'Why does division by 3 require a rightshift (and other oddities) on x86?

I have the following C/C++ function:

unsigned div3(unsigned x) {
    return x / 3;
}

When compiled using clang 10 at -O3, this results in:

div3(unsigned int):
        mov     ecx, edi         # tmp = x
        mov     eax, 2863311531  # result = 3^-1
        imul    rax, rcx         # result *= tmp
        shr     rax, 33          # result >>= 33
        ret

What I do understand is: division by 3 is equivalent to multiplying with the multiplicative inverse 3-1 mod 232 which is 2863311531.

There are some things that I don't understand though:

  1. Why do we need to use ecx/rcx at all? Can't we multiply rax with edi directly?
  2. Why do we multiply in 64-bit mode? Wouldn't it be faster to multiply eax and ecx?
  3. Why are we using imul instead of mul? I thought modular arithmetic would be all unsigned.
  4. What's up with the 33-bit rightshift at the end? I thought we can just drop the highest 32-bits.

Edit 1

For those who don't understand what I mean by 3-1 mod 232, I am talking about the multiplicative inverse here. For example:

// multiplying with inverse of 3:
15 * 2863311531      = 42949672965
42949672965 mod 2^32 = 5

// using fixed-point multiplication
15 * 2863311531      = 42949672965
42949672965 >> 33    = 5

// simply dividing by 3
15 / 3               = 5

So multiplying with 42949672965 is actually equivalent to dividing by 3. I assumed clang's optimization is based on modular arithmetic, when it's really based on fixed point arithmetic.

Edit 2

I have now realized that the multiplicative inverse can only be used for divisions without a remainder. For example, multiplying 1 times 3-1 is equal to 3-1, not zero. Only fixed point arithmetic has correct rounding.

Unfortunately, clang does not make any use of modular arithmetic which would just be a single imul instruction in this case, even when it could.
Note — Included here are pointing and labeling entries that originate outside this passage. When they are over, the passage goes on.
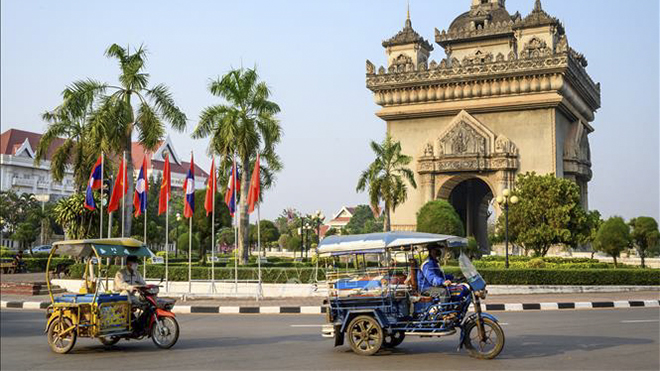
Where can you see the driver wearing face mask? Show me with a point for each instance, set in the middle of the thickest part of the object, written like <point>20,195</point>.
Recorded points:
<point>127,278</point>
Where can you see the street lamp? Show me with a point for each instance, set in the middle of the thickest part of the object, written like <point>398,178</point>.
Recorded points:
<point>176,245</point>
<point>317,220</point>
<point>505,201</point>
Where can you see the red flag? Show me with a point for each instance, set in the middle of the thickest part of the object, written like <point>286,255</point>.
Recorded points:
<point>141,188</point>
<point>189,191</point>
<point>165,188</point>
<point>120,188</point>
<point>211,187</point>
<point>255,187</point>
<point>233,189</point>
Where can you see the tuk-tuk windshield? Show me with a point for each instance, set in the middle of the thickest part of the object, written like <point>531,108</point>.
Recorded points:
<point>470,272</point>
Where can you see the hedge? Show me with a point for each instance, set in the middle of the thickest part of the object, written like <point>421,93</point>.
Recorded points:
<point>512,276</point>
<point>587,277</point>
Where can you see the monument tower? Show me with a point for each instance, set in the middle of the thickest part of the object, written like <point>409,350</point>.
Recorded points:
<point>509,96</point>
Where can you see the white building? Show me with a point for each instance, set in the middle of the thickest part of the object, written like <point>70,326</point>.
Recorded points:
<point>19,173</point>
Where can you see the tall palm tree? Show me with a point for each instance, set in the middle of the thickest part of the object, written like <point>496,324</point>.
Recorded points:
<point>117,111</point>
<point>244,126</point>
<point>384,178</point>
<point>71,124</point>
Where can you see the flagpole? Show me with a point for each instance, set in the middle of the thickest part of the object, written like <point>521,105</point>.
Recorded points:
<point>101,201</point>
<point>167,235</point>
<point>110,215</point>
<point>144,266</point>
<point>259,289</point>
<point>233,177</point>
<point>213,183</point>
<point>123,204</point>
<point>190,234</point>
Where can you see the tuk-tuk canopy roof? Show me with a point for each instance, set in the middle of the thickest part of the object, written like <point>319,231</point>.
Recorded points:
<point>379,242</point>
<point>105,247</point>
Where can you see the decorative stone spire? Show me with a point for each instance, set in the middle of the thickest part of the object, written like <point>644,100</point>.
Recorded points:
<point>407,36</point>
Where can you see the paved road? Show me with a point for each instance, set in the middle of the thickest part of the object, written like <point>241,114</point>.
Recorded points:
<point>593,339</point>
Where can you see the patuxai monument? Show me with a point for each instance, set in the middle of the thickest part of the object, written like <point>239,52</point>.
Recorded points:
<point>506,94</point>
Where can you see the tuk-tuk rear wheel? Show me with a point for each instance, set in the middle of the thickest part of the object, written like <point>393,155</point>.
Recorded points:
<point>365,335</point>
<point>109,340</point>
<point>65,343</point>
<point>394,339</point>
<point>488,348</point>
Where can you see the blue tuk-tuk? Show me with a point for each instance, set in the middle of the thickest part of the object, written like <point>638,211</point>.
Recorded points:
<point>376,304</point>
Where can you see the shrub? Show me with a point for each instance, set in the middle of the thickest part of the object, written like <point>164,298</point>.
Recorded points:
<point>536,263</point>
<point>439,217</point>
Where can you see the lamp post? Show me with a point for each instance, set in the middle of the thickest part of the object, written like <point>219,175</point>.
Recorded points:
<point>176,245</point>
<point>317,220</point>
<point>505,200</point>
<point>302,236</point>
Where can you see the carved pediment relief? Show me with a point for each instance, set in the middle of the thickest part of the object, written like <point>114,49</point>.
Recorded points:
<point>467,145</point>
<point>465,136</point>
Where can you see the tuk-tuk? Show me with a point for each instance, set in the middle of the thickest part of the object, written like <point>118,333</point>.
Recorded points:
<point>374,301</point>
<point>95,311</point>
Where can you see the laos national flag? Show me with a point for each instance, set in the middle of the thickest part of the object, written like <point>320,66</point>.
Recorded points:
<point>232,191</point>
<point>141,188</point>
<point>94,183</point>
<point>189,188</point>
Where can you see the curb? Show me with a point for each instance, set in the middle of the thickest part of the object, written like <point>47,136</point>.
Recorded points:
<point>508,307</point>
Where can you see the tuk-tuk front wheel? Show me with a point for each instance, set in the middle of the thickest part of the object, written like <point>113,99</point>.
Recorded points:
<point>165,332</point>
<point>365,335</point>
<point>490,346</point>
<point>59,342</point>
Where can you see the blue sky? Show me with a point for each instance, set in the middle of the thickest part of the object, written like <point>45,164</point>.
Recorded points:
<point>312,54</point>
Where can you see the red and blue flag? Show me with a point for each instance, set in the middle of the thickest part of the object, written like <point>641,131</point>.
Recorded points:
<point>94,183</point>
<point>141,188</point>
<point>232,189</point>
<point>189,188</point>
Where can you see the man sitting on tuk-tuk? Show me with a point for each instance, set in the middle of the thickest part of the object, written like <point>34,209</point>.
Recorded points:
<point>127,278</point>
<point>432,280</point>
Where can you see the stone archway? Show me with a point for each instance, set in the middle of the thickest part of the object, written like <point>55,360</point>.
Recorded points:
<point>470,195</point>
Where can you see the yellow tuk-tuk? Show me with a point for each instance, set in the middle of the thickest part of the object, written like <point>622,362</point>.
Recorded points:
<point>95,311</point>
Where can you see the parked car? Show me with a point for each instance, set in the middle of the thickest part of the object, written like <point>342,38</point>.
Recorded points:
<point>41,249</point>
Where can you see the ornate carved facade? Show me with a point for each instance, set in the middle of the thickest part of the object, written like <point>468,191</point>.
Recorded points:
<point>509,95</point>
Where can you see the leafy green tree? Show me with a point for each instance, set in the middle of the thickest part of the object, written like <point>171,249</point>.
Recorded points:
<point>385,178</point>
<point>70,122</point>
<point>283,241</point>
<point>331,232</point>
<point>363,221</point>
<point>645,235</point>
<point>77,221</point>
<point>613,237</point>
<point>183,244</point>
<point>269,233</point>
<point>293,243</point>
<point>549,213</point>
<point>439,216</point>
<point>226,237</point>
<point>243,126</point>
<point>116,112</point>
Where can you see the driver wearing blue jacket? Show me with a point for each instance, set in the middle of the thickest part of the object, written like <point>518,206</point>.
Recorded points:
<point>432,280</point>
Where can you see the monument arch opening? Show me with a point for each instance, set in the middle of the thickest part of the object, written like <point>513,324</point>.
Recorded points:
<point>471,196</point>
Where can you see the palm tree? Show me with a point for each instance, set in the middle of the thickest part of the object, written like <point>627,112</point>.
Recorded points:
<point>384,178</point>
<point>243,126</point>
<point>70,124</point>
<point>117,111</point>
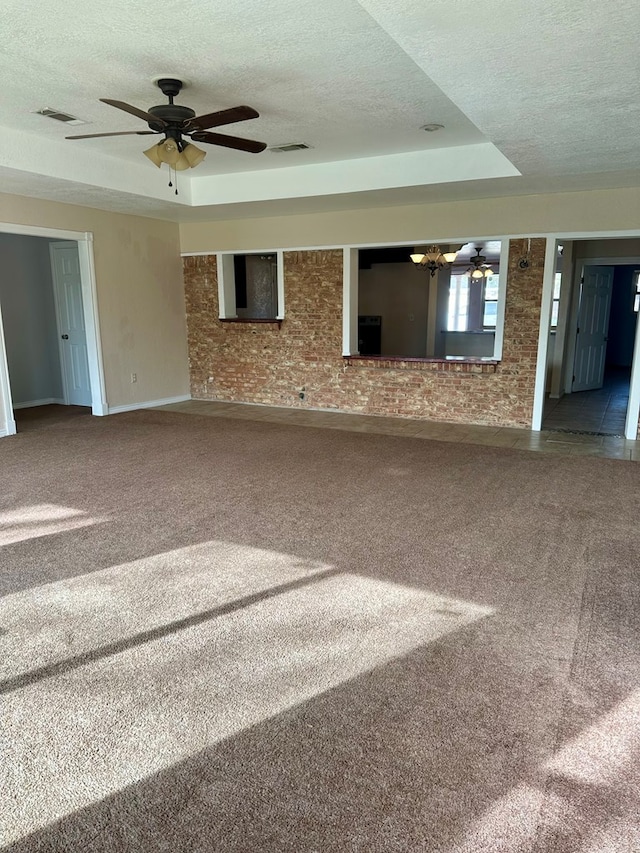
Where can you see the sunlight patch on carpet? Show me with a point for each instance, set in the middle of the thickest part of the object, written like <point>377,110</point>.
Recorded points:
<point>30,522</point>
<point>78,736</point>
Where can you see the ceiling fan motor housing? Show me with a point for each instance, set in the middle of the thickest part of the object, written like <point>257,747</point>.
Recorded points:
<point>171,114</point>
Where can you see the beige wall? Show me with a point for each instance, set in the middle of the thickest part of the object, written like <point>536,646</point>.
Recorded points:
<point>139,291</point>
<point>598,210</point>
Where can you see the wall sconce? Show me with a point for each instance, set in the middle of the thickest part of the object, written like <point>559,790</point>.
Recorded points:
<point>433,259</point>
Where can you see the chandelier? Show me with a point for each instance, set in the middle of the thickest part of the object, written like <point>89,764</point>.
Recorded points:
<point>433,259</point>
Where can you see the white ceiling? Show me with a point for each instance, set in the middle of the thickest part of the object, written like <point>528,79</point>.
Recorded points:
<point>534,97</point>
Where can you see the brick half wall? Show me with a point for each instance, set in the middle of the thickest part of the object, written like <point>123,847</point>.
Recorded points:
<point>274,363</point>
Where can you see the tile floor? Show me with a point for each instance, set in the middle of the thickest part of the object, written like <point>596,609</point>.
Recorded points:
<point>545,441</point>
<point>603,411</point>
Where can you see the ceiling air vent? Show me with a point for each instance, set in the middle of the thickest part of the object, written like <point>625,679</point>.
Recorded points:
<point>291,146</point>
<point>59,116</point>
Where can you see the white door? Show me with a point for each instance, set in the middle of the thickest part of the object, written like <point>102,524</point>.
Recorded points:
<point>593,323</point>
<point>67,286</point>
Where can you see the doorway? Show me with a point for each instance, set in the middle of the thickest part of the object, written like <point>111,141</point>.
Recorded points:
<point>49,347</point>
<point>590,360</point>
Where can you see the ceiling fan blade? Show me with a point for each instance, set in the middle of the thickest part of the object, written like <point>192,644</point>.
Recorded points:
<point>236,142</point>
<point>120,105</point>
<point>116,133</point>
<point>221,117</point>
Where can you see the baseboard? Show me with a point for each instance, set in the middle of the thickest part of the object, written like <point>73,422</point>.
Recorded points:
<point>10,429</point>
<point>148,404</point>
<point>30,404</point>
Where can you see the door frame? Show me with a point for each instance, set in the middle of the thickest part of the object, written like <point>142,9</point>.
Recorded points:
<point>58,312</point>
<point>84,240</point>
<point>551,251</point>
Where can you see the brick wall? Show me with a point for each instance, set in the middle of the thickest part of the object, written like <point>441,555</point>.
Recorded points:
<point>274,363</point>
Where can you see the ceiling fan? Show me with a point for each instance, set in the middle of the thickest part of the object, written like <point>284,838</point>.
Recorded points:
<point>479,267</point>
<point>181,127</point>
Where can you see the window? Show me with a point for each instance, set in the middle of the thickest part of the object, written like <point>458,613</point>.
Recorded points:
<point>251,286</point>
<point>458,314</point>
<point>418,315</point>
<point>490,302</point>
<point>473,303</point>
<point>555,306</point>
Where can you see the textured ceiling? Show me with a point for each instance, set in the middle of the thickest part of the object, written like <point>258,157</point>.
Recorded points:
<point>546,90</point>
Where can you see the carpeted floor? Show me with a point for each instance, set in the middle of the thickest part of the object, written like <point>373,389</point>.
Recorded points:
<point>224,635</point>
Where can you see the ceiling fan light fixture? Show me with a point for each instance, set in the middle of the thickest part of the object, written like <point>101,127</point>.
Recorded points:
<point>154,155</point>
<point>168,151</point>
<point>193,155</point>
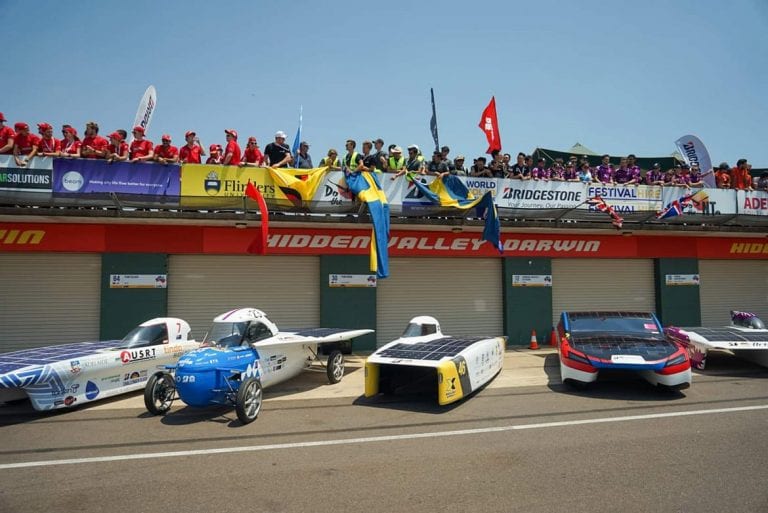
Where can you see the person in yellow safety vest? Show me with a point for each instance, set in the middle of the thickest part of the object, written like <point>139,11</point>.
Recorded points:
<point>352,160</point>
<point>396,162</point>
<point>331,161</point>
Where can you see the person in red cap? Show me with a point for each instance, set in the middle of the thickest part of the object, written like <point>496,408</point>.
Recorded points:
<point>165,152</point>
<point>70,146</point>
<point>118,148</point>
<point>93,146</point>
<point>192,152</point>
<point>49,145</point>
<point>7,136</point>
<point>252,155</point>
<point>215,157</point>
<point>25,144</point>
<point>140,149</point>
<point>232,151</point>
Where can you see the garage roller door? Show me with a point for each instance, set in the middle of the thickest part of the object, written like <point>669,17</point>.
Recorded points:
<point>587,284</point>
<point>732,285</point>
<point>200,287</point>
<point>50,298</point>
<point>463,294</point>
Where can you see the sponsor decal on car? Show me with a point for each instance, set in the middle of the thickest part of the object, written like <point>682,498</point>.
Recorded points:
<point>137,355</point>
<point>131,378</point>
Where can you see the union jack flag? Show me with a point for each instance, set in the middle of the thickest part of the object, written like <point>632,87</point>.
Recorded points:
<point>599,203</point>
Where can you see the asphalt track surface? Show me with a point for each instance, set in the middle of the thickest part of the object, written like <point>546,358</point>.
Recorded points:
<point>524,443</point>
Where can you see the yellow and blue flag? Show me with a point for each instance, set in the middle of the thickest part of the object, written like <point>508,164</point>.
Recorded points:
<point>367,187</point>
<point>449,191</point>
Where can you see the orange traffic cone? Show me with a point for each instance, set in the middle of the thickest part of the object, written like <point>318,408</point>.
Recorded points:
<point>534,342</point>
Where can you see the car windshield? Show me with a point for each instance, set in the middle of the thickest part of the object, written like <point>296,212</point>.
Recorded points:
<point>639,325</point>
<point>226,334</point>
<point>145,336</point>
<point>419,330</point>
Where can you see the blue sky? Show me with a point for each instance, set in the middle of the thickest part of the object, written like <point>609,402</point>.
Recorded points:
<point>618,77</point>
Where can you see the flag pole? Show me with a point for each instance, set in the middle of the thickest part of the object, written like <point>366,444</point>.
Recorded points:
<point>433,121</point>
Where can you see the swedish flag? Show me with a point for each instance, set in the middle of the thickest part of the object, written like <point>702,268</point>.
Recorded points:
<point>449,191</point>
<point>367,187</point>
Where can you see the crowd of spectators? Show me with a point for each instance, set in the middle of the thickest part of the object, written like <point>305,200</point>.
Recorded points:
<point>372,157</point>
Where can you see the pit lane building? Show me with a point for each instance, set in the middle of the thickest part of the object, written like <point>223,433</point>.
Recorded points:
<point>92,266</point>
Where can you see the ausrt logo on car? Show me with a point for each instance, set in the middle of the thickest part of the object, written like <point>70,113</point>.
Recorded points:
<point>137,355</point>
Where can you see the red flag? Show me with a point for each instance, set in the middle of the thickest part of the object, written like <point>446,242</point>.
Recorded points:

The following function has the same compile output as above.

unsigned div3(unsigned x) {
    __builtin_assume(x % 3 == 0);
    return x / 3;
}

(Canonical Q&A about fixed-point multiplicative inverses for exact division that work for every possible input: Why does GCC use multiplication by a strange number in implementing integer division? - not quite a duplicate because it only covers the math, not some of the implementation details like register width and imul vs. mul.)



Solution 1:[1]

What's up with the 33-bit right shift at the end? I thought we can just drop the highest 32-bits.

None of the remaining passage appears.